Die streitige dienstliche Beurteilung des PP L. vom 26.11.2008 leidet auch nicht an einem Rechtsfehler, weil die zwischenzeitlich gesammelte Lebens- und Diensterfahrung der Klägerin nicht hinreichend berücksichtigt worden wäre.
Nach Ziff. 8.1 BRLPol ist im Gesamturteil einer dienstlichen Beurteilung im Einzelnen zu begründen, wenn sich Lebens- und Diensterfahrung nicht positiv auf das Leistungsbild ausgewirkt haben. Die "Erläuterungen" zu den Beurteilungsrichtlinien schreiben eine solche Begründungspflicht u.a. dann vor, wenn
jemand zum dritten Mal in einer Vergleichsgruppe desselben statusrechtlichen Amtes beurteilt wird, also zwischenzeitlich nicht befördert worden ist, und in der anstehenden Beurteilung ein Gesamturteil vorgesehen ist, das schlechter ist als das Gesamturteil der vorangegangenen Beurteilung oder weder im Vergleich zur letzten noch im Vergleich zur vorletzten Beurteilung eine Verbesserung eingetreten ist.
- jemand zum dritten Mal in einer Vergleichsgruppe desselben statusrechtlichen Amtes beurteilt wird, also zwischenzeitlich nicht befördert worden ist, und
- in der anstehenden Beurteilung ein Gesamturteil vorgesehen ist, das schlechter ist als das Gesamturteil der vorangegangenen Beurteilung oder
- weder im Vergleich zur letzten noch im Vergleich zur vorletzten Beurteilung eine Verbesserung eingetreten ist.
Eine danach im Falle der Klägerin gebotene Erläuterung ist in der der Beurteilung angefügten Begründung ausführlich und im Sinne der Beurteilungsrichtlinien ausreichend dargelegt worden.
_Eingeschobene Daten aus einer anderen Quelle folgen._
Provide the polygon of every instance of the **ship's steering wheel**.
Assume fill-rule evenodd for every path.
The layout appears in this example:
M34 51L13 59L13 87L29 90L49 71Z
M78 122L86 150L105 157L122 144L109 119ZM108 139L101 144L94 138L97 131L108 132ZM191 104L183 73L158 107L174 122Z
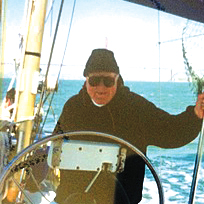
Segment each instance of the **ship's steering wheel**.
M96 137L97 136L97 137L101 137L102 139L112 140L113 143L117 143L117 144L120 144L122 146L125 146L128 149L132 150L134 153L136 153L139 157L141 157L144 160L145 164L148 166L149 170L151 171L151 173L154 176L154 179L156 181L158 193L159 193L159 204L164 203L163 189L162 189L162 185L161 185L160 179L158 177L158 174L156 173L156 171L155 171L154 167L152 166L152 164L150 163L149 159L140 150L138 150L135 146L131 145L127 141L124 141L123 139L120 139L116 136L113 136L110 134L105 134L105 133L99 133L99 132L90 132L90 131L77 131L77 132L69 132L69 133L64 133L64 134L47 136L47 137L33 143L32 145L28 146L27 148L25 148L23 151L21 151L17 156L15 156L11 160L11 162L5 167L4 171L0 175L0 192L3 192L3 189L5 188L4 185L6 185L5 183L6 183L7 179L9 178L9 176L11 175L11 173L18 170L19 166L20 166L20 169L24 168L23 163L25 164L25 160L22 162L22 158L25 159L26 156L28 155L28 153L35 151L36 149L38 149L39 147L42 147L43 145L45 145L46 143L48 143L50 141L57 141L59 139L64 139L64 138L68 138L70 140L72 140L72 139L76 140L77 137L81 138L82 136L88 136L88 137ZM20 191L22 191L22 189L20 189ZM25 192L23 192L23 194L24 193ZM26 195L25 195L25 197L26 197ZM29 198L28 198L28 201L29 201ZM33 203L33 202L30 201L30 203Z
Darin wurde in zulässiger Weise sowohl auf einzelfallübergreifende als auch auf individuelle Erwägungen Bezug genommen, um der Klägerin zu erläutern, dass und aus welchen Gründen sich ihre Lebens- und Diensterfahrung noch nicht positiv auf ihr Leistungsbild ausgewirkt haben. Diese Begründung ist für das Gericht im Ergebnis nachvollziehbar und in materieller Hinsicht rechtlich unbedenklich.
Rechtsfehler sind in der dienstlichen Beurteilung des PP L. vom 26.11.2008 im Übrigen nicht erkennbar; die Klägerin trägt auch nichts vor, was zu weiteren Ausführungen Anlass geben könnte.
Die Kostenentscheidung beruht auf § 154 Abs. 1 VwGO, die Vollstreckbarkeitsentscheidung auf § 167 VwGO i. V. m. §§ 708 Nr. 11, 711 ZPO.